In reply to Tyler:
> (In reply to Rob Naylor)
> I've not read the details of this scheme, other than whats been said about it on this thread I won't comment on the details.
I suggest that if you do, you'll see where the objections lie.
> What angered me about a lot of the postings on this thread is the way that the concern for most was not the implication's of the scheme for Snowdonia's environment or the people who live there but the implication for the climbers pocket.
Not true...this scheme doesn't seem to do much for the environment. They want visitor numbers *up* and to that end are planning massive expansion of car parking in the Gateway towns...ie, bringing more cars *into the environment*.
>We've had people here complaining about being funneled to towns to be stripped of their money (the implication being the money grabbing bastards of Snowdonia are out to rip you off).
Yes, I've complained about that. The document specifically mentions that the average visitor spends less than a visitor to the Lakes, and specifically states that part of the strategy will include elements to ensure that people will spend money in the towns. This includes, as I've said above, a redeemable toekn system so that you get a rebate on your parking fee once you spend a certain amount of money in the town where you're parked.
Not for a minute suggesting that the general populace of Snowdonia is wanting to rip people off. From what I've gleaned from friends living there the *ordinary* people think this is a crackpot scheme. It's the politicians going for the "Objective 1" funding and the managemnt consultants from Cardiff who seem to me to be the "money grabbing bastards".
No one is being forced to spend money in the shops and cafes of 'Beris and Betws, if you're to weak willed to walk past a shop without popping in and buying somthing then tough.
Depends where they set the level for redeeming parking fees.
> It may well be that this scheme is unworkable and have a detremental affect on the area but instead of discussing alternatives people are whinging about paying up, if you go to a car park in any town you are expected to pay, so whats the difference when you come to a National park where the parking pressures are essentially the same. Oh the difference is now its a bunch of thieving Welsh farmers doing it, "Don't they realise we're English, they owe us".

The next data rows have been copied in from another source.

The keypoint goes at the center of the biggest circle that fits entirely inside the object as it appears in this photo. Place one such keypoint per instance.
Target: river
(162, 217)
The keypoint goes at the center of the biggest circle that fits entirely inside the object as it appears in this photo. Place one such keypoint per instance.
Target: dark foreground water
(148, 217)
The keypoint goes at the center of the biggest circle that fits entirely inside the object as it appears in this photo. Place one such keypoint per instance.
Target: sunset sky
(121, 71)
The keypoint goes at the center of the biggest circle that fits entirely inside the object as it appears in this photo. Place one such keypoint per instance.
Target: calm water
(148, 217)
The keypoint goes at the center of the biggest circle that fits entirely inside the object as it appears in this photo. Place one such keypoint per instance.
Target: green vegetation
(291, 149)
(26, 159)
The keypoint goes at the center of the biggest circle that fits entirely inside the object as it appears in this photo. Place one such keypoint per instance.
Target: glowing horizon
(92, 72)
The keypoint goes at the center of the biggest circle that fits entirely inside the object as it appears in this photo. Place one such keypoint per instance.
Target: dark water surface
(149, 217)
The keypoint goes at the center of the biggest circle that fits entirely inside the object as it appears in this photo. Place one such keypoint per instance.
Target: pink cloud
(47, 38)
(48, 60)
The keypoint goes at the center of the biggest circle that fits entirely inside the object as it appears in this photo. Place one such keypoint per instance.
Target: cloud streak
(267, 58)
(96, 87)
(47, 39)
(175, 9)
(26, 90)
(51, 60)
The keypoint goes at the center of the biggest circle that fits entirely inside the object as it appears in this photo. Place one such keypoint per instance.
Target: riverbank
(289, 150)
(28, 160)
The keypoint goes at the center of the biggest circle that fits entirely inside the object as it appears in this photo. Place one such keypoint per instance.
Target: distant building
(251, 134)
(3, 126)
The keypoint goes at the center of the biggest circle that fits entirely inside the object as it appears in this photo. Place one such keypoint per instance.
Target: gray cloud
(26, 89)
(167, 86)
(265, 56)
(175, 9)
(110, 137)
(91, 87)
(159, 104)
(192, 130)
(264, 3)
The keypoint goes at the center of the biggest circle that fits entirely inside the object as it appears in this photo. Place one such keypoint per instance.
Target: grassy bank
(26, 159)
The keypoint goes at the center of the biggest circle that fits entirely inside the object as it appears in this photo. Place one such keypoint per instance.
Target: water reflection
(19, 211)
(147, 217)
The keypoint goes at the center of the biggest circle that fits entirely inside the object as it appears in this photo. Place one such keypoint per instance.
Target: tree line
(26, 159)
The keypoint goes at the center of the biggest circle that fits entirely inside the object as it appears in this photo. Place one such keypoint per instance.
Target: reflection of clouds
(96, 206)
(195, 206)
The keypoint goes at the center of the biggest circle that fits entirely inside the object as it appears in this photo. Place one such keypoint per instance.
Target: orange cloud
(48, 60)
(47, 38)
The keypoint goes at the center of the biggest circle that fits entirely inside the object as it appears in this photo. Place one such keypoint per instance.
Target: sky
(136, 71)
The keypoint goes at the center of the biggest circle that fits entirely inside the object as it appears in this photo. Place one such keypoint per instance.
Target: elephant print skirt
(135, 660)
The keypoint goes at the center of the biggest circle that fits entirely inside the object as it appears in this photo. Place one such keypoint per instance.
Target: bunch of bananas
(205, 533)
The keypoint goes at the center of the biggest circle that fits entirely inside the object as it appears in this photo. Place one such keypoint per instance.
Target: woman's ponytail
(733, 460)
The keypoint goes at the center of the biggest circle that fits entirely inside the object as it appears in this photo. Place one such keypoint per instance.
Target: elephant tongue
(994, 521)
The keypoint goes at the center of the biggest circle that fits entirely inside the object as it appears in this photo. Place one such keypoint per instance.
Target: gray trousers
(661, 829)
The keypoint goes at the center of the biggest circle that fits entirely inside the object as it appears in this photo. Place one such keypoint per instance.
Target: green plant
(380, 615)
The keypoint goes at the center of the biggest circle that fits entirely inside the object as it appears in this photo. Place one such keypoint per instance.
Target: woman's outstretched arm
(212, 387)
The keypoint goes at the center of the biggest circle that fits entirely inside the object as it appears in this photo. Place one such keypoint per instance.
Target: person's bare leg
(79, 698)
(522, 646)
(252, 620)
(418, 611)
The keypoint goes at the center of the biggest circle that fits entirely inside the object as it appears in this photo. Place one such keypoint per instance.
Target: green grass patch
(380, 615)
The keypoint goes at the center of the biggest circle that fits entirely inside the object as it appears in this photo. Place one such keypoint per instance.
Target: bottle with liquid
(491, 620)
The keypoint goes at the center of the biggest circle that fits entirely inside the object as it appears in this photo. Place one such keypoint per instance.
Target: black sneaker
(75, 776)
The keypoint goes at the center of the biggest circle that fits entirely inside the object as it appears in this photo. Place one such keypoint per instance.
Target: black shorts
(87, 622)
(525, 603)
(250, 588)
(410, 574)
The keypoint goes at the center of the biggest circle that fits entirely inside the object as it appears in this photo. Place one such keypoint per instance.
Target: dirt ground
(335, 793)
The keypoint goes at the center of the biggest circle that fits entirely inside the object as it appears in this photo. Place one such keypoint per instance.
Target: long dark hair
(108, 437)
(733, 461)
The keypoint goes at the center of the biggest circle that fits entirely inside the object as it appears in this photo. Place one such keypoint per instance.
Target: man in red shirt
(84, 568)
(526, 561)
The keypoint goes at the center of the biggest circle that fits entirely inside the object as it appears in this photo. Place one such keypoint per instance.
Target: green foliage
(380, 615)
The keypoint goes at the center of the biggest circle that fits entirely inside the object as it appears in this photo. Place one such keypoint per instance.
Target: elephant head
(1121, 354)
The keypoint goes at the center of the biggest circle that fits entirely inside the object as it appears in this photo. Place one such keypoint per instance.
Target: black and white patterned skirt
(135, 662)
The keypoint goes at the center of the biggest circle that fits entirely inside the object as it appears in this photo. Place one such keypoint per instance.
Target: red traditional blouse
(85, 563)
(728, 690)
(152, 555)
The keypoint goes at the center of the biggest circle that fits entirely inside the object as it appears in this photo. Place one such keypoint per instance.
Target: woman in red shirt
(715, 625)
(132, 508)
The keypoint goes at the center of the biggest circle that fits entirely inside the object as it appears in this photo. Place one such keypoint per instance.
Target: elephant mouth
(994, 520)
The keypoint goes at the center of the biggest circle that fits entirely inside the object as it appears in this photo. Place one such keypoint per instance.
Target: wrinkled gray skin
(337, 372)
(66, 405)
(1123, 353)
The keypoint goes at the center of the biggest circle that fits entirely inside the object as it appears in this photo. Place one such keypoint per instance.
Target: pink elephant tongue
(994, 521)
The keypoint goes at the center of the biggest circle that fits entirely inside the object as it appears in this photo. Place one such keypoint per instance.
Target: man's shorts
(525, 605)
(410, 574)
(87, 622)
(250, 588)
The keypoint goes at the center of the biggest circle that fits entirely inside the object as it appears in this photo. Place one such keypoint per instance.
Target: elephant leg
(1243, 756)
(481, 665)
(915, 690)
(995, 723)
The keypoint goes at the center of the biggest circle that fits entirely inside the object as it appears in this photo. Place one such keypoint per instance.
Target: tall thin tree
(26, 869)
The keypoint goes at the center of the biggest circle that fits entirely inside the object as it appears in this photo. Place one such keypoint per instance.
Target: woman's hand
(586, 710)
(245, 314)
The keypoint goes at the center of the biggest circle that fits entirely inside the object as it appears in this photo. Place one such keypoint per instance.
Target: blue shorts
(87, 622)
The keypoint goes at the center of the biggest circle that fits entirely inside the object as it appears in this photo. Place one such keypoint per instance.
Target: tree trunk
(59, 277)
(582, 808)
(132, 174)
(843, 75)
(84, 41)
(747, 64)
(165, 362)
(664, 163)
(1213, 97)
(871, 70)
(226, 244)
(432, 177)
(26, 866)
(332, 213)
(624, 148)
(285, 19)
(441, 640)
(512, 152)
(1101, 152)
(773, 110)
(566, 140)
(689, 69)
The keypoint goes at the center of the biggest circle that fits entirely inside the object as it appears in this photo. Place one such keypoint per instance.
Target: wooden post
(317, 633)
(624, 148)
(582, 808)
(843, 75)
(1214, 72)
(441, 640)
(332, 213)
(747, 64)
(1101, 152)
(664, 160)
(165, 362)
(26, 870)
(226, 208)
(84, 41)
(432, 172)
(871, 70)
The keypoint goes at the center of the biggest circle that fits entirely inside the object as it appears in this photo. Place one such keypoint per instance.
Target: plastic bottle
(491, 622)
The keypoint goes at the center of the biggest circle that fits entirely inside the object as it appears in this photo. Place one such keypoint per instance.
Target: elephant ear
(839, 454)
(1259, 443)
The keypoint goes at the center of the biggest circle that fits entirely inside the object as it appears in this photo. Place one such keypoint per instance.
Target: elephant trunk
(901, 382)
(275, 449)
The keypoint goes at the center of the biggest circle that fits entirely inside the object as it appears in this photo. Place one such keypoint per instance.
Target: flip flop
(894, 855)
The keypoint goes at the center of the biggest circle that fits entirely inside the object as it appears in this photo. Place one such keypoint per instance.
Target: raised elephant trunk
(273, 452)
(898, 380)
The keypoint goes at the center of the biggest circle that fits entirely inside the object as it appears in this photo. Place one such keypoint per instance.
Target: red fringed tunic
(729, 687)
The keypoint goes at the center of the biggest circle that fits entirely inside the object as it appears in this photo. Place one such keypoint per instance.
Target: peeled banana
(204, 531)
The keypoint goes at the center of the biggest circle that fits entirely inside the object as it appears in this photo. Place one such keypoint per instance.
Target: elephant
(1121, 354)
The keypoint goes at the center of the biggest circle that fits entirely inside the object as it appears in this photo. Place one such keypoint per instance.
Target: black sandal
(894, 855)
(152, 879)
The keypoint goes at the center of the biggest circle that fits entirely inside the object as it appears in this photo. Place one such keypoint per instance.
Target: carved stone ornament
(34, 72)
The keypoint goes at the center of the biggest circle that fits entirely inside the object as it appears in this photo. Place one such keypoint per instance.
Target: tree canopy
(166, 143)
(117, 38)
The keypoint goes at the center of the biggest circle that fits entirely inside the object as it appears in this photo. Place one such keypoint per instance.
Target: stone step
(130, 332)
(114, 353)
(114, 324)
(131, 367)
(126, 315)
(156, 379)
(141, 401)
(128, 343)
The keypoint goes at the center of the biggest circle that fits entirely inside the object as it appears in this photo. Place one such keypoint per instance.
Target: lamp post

Bollocks, Tyler. I'd quite happily pay up to park in a field near the crag, or even in the laybys in the valleys, should they become pay and display...as long as the money was used for outdoor-related services. I *always* put my quid in the box at Harrison's, which is more than most do, and I go there a lot. However, if I had to park in Tunbridge Wells at £6 per time, with a rebate if I spent more than £20 in "Country Trails", wait an hour for a bus to Harrison's and then have to keep an eye on the clock for a bus back, I think I'd just go to Swanage instead!
> I appreciate Michealw's position that it might make things more expensive, but isn't that true of anything, how much was it to go to the Dome, or Alton Towers. The only person on this thread who had experience of the park and ride was very positive about it.
But this is a whole new ball game. Fine...set up an enhanced park and ride scheme. Make the laybys pay and display, but still let people park there. If the P & R turns out to be great, then fine, use of laybys will naturally wither away and the P & R scheme'll come to dominate. Snowdonia *isn't* a theme park.
It's the compulsion, the funnelling into specified areas and the cynical use of the "green" label in the SD as cover for what is in reality a car-use/visitor number *expanding* strategy which get up *my* nose, not the actual cost of a bit of parking.